As these earlier posts reflect, a huge Texas Medical Center rift arose earlier this year between Baylor College of Medicine and the Methodist Hospital over Baylor’s decision to terminate its 50 year relationship with Methodist and make St. Luke’s Episcopal Hospital its primary teaching hospital.
The Baylor-Methodist split has now officially replaced the longstanding acrimony between the world reknowned heart surgeons — Dr. Michael DeBakey of Baylor’s DeBakey Heart Center and Dr. Denton Cooley of St. Luke’s Texas Heart Institute — as the most severe professional turf war in the always tumultuous world of academic medicine in the Medical Center.

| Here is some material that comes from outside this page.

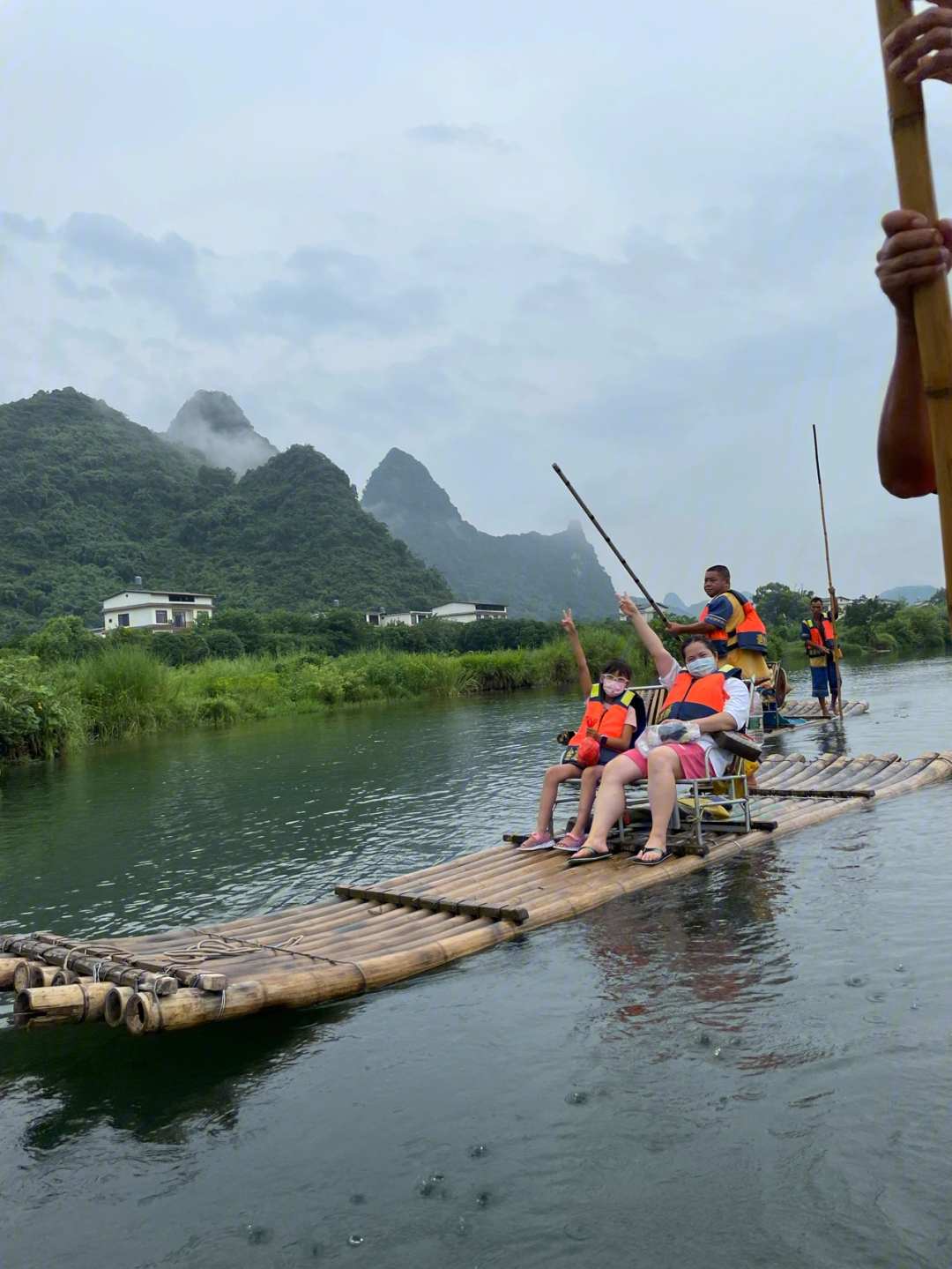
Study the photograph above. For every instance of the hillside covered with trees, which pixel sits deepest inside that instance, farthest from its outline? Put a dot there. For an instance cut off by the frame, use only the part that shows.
(535, 574)
(89, 500)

The signal for the change in the relative positions of these two heartfelt disputes was the announcement yesterday that Dr. Cooley had appointed a Baylor heart surgeon — Dr. Joseph Coselli — as the chief of adult cardiac surgery at the Texas Heart Institute.

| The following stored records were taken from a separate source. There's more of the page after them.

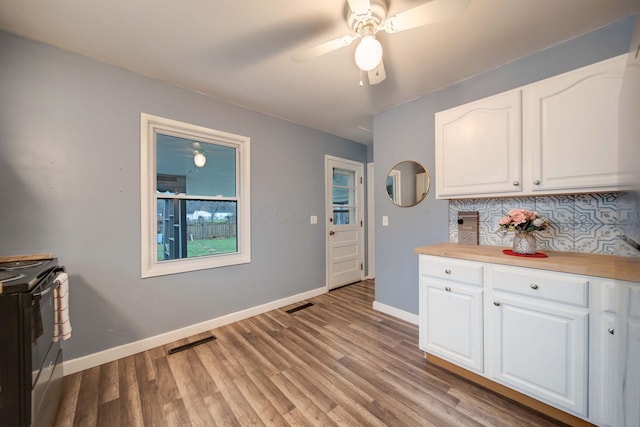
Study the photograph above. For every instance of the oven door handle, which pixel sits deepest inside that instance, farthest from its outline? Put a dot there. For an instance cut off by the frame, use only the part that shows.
(39, 295)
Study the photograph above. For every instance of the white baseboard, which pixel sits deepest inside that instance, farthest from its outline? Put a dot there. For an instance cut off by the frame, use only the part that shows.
(85, 362)
(396, 312)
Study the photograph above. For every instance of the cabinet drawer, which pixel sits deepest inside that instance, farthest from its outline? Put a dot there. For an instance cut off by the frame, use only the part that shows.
(549, 286)
(449, 269)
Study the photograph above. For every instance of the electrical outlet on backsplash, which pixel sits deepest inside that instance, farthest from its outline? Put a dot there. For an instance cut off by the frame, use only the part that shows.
(589, 223)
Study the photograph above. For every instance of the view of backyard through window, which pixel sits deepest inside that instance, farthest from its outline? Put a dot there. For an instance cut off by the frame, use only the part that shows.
(211, 227)
(196, 197)
(196, 206)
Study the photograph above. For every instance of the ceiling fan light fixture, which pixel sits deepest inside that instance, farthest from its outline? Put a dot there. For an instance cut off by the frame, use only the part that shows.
(368, 53)
(199, 159)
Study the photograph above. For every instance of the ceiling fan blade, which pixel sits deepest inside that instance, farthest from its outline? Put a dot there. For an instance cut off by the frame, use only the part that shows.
(428, 13)
(377, 75)
(360, 7)
(323, 48)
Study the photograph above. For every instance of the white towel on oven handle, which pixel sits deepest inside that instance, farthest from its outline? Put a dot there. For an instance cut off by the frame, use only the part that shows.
(61, 322)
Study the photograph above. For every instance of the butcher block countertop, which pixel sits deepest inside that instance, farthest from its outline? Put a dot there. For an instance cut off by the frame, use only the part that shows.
(609, 266)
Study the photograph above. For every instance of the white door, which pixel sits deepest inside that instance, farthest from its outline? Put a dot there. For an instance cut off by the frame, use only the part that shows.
(345, 221)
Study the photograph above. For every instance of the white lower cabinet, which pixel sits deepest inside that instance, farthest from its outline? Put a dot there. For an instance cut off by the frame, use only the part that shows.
(630, 360)
(539, 349)
(452, 294)
(537, 333)
(567, 340)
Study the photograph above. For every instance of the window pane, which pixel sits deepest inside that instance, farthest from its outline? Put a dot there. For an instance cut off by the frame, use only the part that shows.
(344, 196)
(176, 157)
(194, 228)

Longtime observers of Medical Center politics expected dogs and cats to live together as best friends before such a development would ever occur.

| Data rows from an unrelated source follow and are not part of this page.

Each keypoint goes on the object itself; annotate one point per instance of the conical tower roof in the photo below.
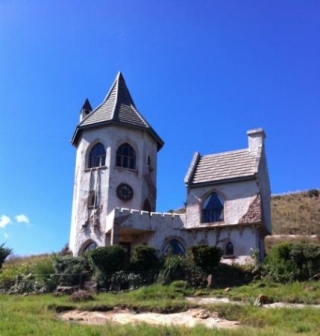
(117, 108)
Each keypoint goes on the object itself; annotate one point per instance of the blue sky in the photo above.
(201, 72)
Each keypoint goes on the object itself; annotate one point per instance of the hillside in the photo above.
(296, 213)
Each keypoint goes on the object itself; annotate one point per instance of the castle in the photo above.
(115, 188)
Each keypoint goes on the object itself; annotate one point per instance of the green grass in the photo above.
(38, 314)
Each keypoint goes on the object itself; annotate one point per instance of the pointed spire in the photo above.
(87, 105)
(85, 110)
(117, 107)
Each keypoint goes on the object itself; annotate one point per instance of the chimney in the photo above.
(256, 139)
(85, 110)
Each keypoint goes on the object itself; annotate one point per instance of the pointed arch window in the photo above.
(147, 206)
(174, 246)
(97, 156)
(229, 249)
(126, 157)
(91, 245)
(213, 209)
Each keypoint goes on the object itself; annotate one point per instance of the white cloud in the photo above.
(4, 221)
(22, 219)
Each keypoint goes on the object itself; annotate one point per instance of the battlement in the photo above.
(126, 211)
(144, 220)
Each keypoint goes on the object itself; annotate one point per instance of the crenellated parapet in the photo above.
(144, 220)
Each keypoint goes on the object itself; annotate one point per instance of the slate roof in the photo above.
(223, 167)
(117, 108)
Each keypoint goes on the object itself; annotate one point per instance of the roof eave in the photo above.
(150, 130)
(224, 181)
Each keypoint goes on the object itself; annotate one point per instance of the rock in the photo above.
(263, 299)
(66, 289)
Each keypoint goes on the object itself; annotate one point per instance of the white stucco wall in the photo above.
(161, 227)
(106, 179)
(237, 199)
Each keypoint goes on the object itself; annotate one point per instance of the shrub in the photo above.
(106, 261)
(293, 261)
(174, 268)
(145, 258)
(80, 296)
(4, 252)
(205, 257)
(71, 271)
(109, 259)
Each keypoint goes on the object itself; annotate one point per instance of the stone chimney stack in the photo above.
(85, 110)
(256, 139)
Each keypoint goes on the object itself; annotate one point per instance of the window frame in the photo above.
(97, 156)
(126, 156)
(214, 213)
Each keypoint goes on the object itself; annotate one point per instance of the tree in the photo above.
(4, 252)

This development will revitalize the Texas Heart Institute, which used to be one of the nation’s premier heart centers before lagging behind the top national centers over the past decade or so. The appointment also means that the Texas Heart Institute will be led by an unusual management team comprised of doctors from both of the Medical Center’s medical schools, Dr. Coselli from Baylor and Dr. James Willerson from the UT Health Science Center at Houston, who is the institute’s president-elect, medical director, chief of cardiology and director of cardiology research.